Research on Dimensionality Reduction Algorithms and Its Applications

【作者】 张田昊

【导师】 杨杰;

【作者基本信息】 上海交通大学 , 模式识别与智能系统, 2008, 博士

【摘要】 近年来,高维数据经常出现在科学界和产业界相关的领域,如计算机视觉、模式识别、生物信息以及航空航天等。当我们处理这些数据时,它们的高维属性往往会成为处理和应用这些数据的障碍,这表现在与之相关的计算复杂度较高并且结果并不是最优。降维是将数据由高维约减到低维的过程而用来揭示数据的本质低维结构。它作为克服“维数灾难”的途径在这些相关领域中扮演着重要的角色。在过去的几十年里,有大量的降维方法被不断地提出并被深入研究,其中常用的包括传统的降维算法如PCA和LDA;流形学习算法如LLE、ISOMAP、LE以及LTSA。

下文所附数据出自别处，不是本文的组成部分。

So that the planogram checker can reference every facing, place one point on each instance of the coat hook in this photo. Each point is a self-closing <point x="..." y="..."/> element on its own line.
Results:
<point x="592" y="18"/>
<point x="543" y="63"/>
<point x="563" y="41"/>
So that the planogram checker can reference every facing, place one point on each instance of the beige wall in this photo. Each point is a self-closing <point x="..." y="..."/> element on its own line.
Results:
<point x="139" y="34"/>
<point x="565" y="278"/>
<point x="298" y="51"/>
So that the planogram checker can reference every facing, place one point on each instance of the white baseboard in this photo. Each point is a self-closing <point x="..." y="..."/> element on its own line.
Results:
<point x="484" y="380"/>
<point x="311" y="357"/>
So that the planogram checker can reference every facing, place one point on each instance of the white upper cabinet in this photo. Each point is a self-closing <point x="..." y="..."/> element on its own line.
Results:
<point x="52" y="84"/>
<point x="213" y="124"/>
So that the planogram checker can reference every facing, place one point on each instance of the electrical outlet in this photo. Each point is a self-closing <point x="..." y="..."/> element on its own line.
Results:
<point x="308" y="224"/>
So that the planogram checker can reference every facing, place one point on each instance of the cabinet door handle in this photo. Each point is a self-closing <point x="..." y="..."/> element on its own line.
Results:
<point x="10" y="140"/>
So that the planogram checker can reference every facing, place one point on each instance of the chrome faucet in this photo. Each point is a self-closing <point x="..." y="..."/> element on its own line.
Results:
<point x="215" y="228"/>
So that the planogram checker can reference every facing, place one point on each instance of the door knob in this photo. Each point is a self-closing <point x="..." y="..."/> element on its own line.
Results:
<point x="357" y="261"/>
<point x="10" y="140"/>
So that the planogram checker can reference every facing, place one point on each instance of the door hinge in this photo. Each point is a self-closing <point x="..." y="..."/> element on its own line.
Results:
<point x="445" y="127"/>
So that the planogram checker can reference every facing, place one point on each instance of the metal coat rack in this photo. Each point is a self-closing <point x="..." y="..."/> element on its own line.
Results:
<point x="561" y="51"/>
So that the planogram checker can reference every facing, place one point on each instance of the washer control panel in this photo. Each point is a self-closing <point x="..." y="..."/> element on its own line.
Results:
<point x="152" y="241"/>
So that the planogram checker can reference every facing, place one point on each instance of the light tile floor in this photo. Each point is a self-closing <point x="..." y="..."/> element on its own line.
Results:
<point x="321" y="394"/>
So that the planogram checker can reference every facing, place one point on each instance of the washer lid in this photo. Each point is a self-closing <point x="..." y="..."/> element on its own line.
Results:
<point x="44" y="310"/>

但是,大多数现存的方法仍然受制于各种各样的问题,比如,小样本问题、out of sample problem问题、样本的非线性分布问题以及分类问题等等。为了解决这些问题,在本文中,作者提出了一系列的新算法、改进算法、新的降维框架以及在该框架的基础上开发的新算法。本文的主要贡献在于:1.本文提出了一个新的线性降维算法,线性局部切空间排列(LLTSA)。该算法运用切信息作为数据的局部表达,然后将这些局部信息在可以用线性映射得到的低维空间中排列。LLTSA可以看作是LTSA的线性逼近。2.受流形学习算法中的局部保存思想的启发,我们提出了一种新的降维算法,最大方差映射(MVP),用于人脸识别。该算法通过对流形上局部几何的捕捉来实现局部信息的表达和保存;除了流形学习的特性以外,基于对类别信息的利用,该算法还具备判别能力。3.本文提出了一种新的多模型生物特征识别系统。在该系统中,我们提出了一种专门应用于多模型问题的降维算法,几何保存映射(GPP)。GPP是一个判别的算法,同时它能够通过捕捉模型内部的几何结构来有效地保存几何信息。4.受LTSA算法的启发,本文提出了一种新的流形学习算法,局部坐标排列(LCA)。LCA通过保存片上的邻域关系从而得到局部坐标作为局部邻域的表达,然后将这些提取的局部坐标运用排列技术在全局中排列从而得到最终的嵌入坐标。另外,为了解决out of sample问题,我们将线性逼近方法应用于LCA,即线性LCA(LLCA)。5.本文提出一个能够统一各种基于谱分析的降维算法的框架,其命名为“片排列”。该框架的内容包括两个阶段:部分优化和整体排列。对于部分优化,每一个算法在构建的片上具有不同的优化目标,所构建的片是由某一个给定的点和一些相联系的点构成。对于整体排列,所有的片上部分优化通过运用排列技术被集成化到一起而构建最终的全局坐标。作为该框架的一个应用,我们通过在部分优化过程中施加判别信息,从而开发了一个新的降维算法,判别局部排列(DLA)。本文对统一框架下各种算法进行了讨论并验证了DLA算法。6.为了提高正交邻域保存映射(ONPP)的分类性能,在基于片排列框架下,本文提出了一种改进的降维算法,命名为判别正交邻域保存映射(DONPP)。另外,本文通过并入额外的无类标标号的样本点,将DONPP延伸到半监督的情况,也就是半监督判别正交邻域保存映射(SDONPP)。图像分类及人脸识别的实验分别验证了DONPP和SDONPP的有效性。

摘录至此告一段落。